Quelques semaines après sa naissance, il a fallu le protéger d'une protection maternelle trop virulante. Sa mère passait le plus clair de son temps à le déplacer d'un bout à l'autre de sa niche. A force de frottements, elle finit par blesser le chiot. Il garde de ces jours passés avec sa mère une cicatrice sur la truffe et des pattes sensibles.

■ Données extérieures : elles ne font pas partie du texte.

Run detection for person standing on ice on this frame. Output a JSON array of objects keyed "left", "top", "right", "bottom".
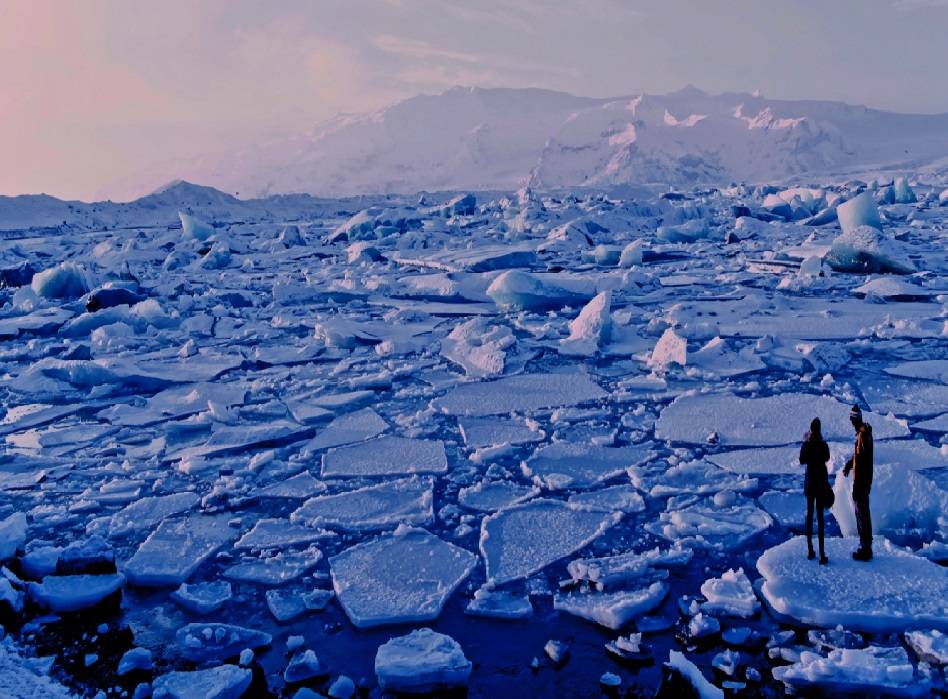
[
  {"left": 800, "top": 417, "right": 829, "bottom": 565},
  {"left": 843, "top": 405, "right": 872, "bottom": 561}
]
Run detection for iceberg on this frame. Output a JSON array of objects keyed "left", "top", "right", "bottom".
[{"left": 375, "top": 628, "right": 472, "bottom": 694}]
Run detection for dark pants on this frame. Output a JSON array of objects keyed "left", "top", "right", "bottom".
[
  {"left": 853, "top": 491, "right": 872, "bottom": 551},
  {"left": 806, "top": 495, "right": 823, "bottom": 556}
]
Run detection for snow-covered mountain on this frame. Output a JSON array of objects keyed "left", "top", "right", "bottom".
[{"left": 131, "top": 87, "right": 948, "bottom": 197}]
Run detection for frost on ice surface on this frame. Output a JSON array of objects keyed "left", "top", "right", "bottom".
[
  {"left": 757, "top": 536, "right": 948, "bottom": 632},
  {"left": 329, "top": 527, "right": 477, "bottom": 629},
  {"left": 522, "top": 442, "right": 652, "bottom": 490},
  {"left": 431, "top": 372, "right": 606, "bottom": 417},
  {"left": 480, "top": 500, "right": 621, "bottom": 585},
  {"left": 322, "top": 437, "right": 448, "bottom": 478},
  {"left": 375, "top": 628, "right": 472, "bottom": 694},
  {"left": 655, "top": 393, "right": 909, "bottom": 446},
  {"left": 290, "top": 478, "right": 434, "bottom": 531}
]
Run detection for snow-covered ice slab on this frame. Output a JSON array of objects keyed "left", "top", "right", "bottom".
[
  {"left": 124, "top": 515, "right": 237, "bottom": 587},
  {"left": 772, "top": 646, "right": 931, "bottom": 697},
  {"left": 645, "top": 496, "right": 773, "bottom": 550},
  {"left": 431, "top": 372, "right": 607, "bottom": 417},
  {"left": 655, "top": 393, "right": 909, "bottom": 446},
  {"left": 458, "top": 417, "right": 543, "bottom": 449},
  {"left": 152, "top": 665, "right": 253, "bottom": 699},
  {"left": 375, "top": 629, "right": 472, "bottom": 694},
  {"left": 224, "top": 546, "right": 323, "bottom": 587},
  {"left": 290, "top": 478, "right": 434, "bottom": 531},
  {"left": 522, "top": 442, "right": 653, "bottom": 490},
  {"left": 329, "top": 527, "right": 477, "bottom": 629},
  {"left": 553, "top": 582, "right": 668, "bottom": 631},
  {"left": 234, "top": 518, "right": 333, "bottom": 549},
  {"left": 305, "top": 408, "right": 388, "bottom": 451},
  {"left": 322, "top": 437, "right": 448, "bottom": 478},
  {"left": 480, "top": 500, "right": 621, "bottom": 585},
  {"left": 757, "top": 536, "right": 948, "bottom": 633}
]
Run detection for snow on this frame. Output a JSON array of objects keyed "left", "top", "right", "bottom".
[
  {"left": 757, "top": 536, "right": 948, "bottom": 633},
  {"left": 290, "top": 478, "right": 434, "bottom": 531},
  {"left": 329, "top": 527, "right": 476, "bottom": 629},
  {"left": 655, "top": 393, "right": 909, "bottom": 446},
  {"left": 431, "top": 373, "right": 606, "bottom": 417},
  {"left": 322, "top": 437, "right": 448, "bottom": 478},
  {"left": 553, "top": 582, "right": 668, "bottom": 631},
  {"left": 480, "top": 500, "right": 620, "bottom": 585},
  {"left": 375, "top": 628, "right": 472, "bottom": 694},
  {"left": 152, "top": 665, "right": 253, "bottom": 699}
]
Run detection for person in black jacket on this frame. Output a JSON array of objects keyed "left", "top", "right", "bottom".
[{"left": 800, "top": 418, "right": 829, "bottom": 565}]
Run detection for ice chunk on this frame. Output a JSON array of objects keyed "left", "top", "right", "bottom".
[
  {"left": 464, "top": 587, "right": 533, "bottom": 619},
  {"left": 559, "top": 291, "right": 612, "bottom": 357},
  {"left": 487, "top": 270, "right": 592, "bottom": 311},
  {"left": 305, "top": 408, "right": 388, "bottom": 451},
  {"left": 645, "top": 499, "right": 773, "bottom": 550},
  {"left": 175, "top": 622, "right": 273, "bottom": 663},
  {"left": 109, "top": 492, "right": 201, "bottom": 537},
  {"left": 124, "top": 515, "right": 237, "bottom": 587},
  {"left": 553, "top": 582, "right": 668, "bottom": 631},
  {"left": 375, "top": 629, "right": 472, "bottom": 694},
  {"left": 441, "top": 317, "right": 517, "bottom": 378},
  {"left": 665, "top": 650, "right": 724, "bottom": 699},
  {"left": 773, "top": 646, "right": 931, "bottom": 697},
  {"left": 171, "top": 580, "right": 234, "bottom": 614},
  {"left": 823, "top": 226, "right": 915, "bottom": 274},
  {"left": 178, "top": 211, "right": 217, "bottom": 240},
  {"left": 153, "top": 665, "right": 253, "bottom": 699},
  {"left": 701, "top": 568, "right": 760, "bottom": 617},
  {"left": 521, "top": 442, "right": 653, "bottom": 490},
  {"left": 757, "top": 536, "right": 948, "bottom": 633},
  {"left": 836, "top": 192, "right": 882, "bottom": 233},
  {"left": 290, "top": 478, "right": 434, "bottom": 531},
  {"left": 648, "top": 328, "right": 688, "bottom": 369},
  {"left": 480, "top": 500, "right": 621, "bottom": 585},
  {"left": 224, "top": 546, "right": 323, "bottom": 587},
  {"left": 0, "top": 512, "right": 27, "bottom": 561},
  {"left": 329, "top": 527, "right": 477, "bottom": 629},
  {"left": 27, "top": 573, "right": 125, "bottom": 614},
  {"left": 832, "top": 464, "right": 948, "bottom": 539},
  {"left": 905, "top": 629, "right": 948, "bottom": 665},
  {"left": 234, "top": 517, "right": 333, "bottom": 549},
  {"left": 431, "top": 373, "right": 607, "bottom": 417},
  {"left": 655, "top": 393, "right": 909, "bottom": 446},
  {"left": 30, "top": 262, "right": 95, "bottom": 300},
  {"left": 322, "top": 437, "right": 448, "bottom": 478}
]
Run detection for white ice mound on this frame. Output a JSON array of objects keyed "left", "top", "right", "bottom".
[
  {"left": 773, "top": 646, "right": 931, "bottom": 697},
  {"left": 823, "top": 226, "right": 915, "bottom": 274},
  {"left": 30, "top": 262, "right": 96, "bottom": 300},
  {"left": 441, "top": 317, "right": 517, "bottom": 378},
  {"left": 375, "top": 629, "right": 472, "bottom": 694},
  {"left": 701, "top": 568, "right": 760, "bottom": 617},
  {"left": 480, "top": 500, "right": 621, "bottom": 585},
  {"left": 431, "top": 372, "right": 607, "bottom": 416},
  {"left": 648, "top": 328, "right": 688, "bottom": 369},
  {"left": 832, "top": 464, "right": 948, "bottom": 540},
  {"left": 553, "top": 582, "right": 668, "bottom": 631},
  {"left": 559, "top": 291, "right": 612, "bottom": 357},
  {"left": 757, "top": 536, "right": 948, "bottom": 633},
  {"left": 487, "top": 270, "right": 590, "bottom": 311},
  {"left": 836, "top": 192, "right": 882, "bottom": 233},
  {"left": 178, "top": 211, "right": 217, "bottom": 240},
  {"left": 329, "top": 527, "right": 477, "bottom": 629},
  {"left": 655, "top": 393, "right": 909, "bottom": 447}
]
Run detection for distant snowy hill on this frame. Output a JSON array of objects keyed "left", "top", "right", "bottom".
[{"left": 131, "top": 87, "right": 948, "bottom": 198}]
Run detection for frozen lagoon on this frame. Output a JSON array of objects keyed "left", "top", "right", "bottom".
[{"left": 0, "top": 185, "right": 948, "bottom": 696}]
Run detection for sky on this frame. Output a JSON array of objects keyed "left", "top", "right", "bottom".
[{"left": 0, "top": 0, "right": 948, "bottom": 200}]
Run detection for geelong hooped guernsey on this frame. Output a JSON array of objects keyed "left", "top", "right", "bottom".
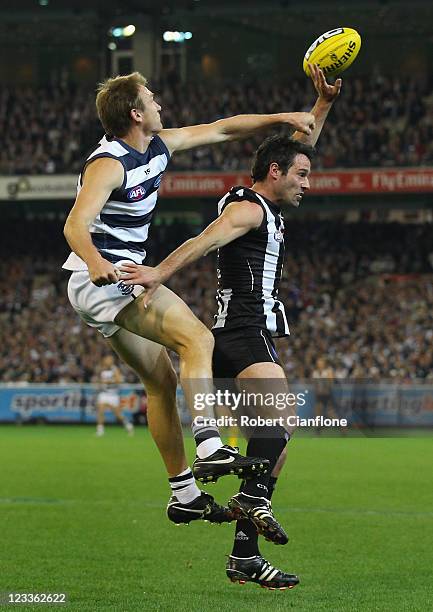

Longtemps on a pu croire qu'il ferait une piètre recrue pour le chenil, d'où la joke
sur "la relève".
Contrairement à Mashk, Chinook ne montre pas d'aptitude particulière à la socialisation avec les autres chiens, bien qu'il soit généralement joueur et joyeux. Il ne manifeste pas non plus les signes les plus élémentaires d'intelligence ou de vivacité d'esprit. Comme souvent avec les chiens orphelins, il est assez peu patient et un peu teigne -à moins que ce ne soit son hérédité paternelle.
Tous ces défauts font sa grande qualité : une aptitude à passer à travers les moments de stress en ne percevant tout simplement pas les causes du dit stress.
On l'a attellé quelques fois avec Skoual, un chien dominant qui, comme son nom l'indique, tient moins du perdreau de l'année que du squal.
Bref, à chaque fois qu'il est passé près de se faire attraper, il a courageusement contre-attaqué, apparemment peu conscient de la réalité du rapport de force qui l'opposait au requin du chenil.
Alors Chinook continue son chemin d'adolescent canin sans que l'on sache vraiment ce qu'il en sortira. Une seule certitude pour l'instant, il tire!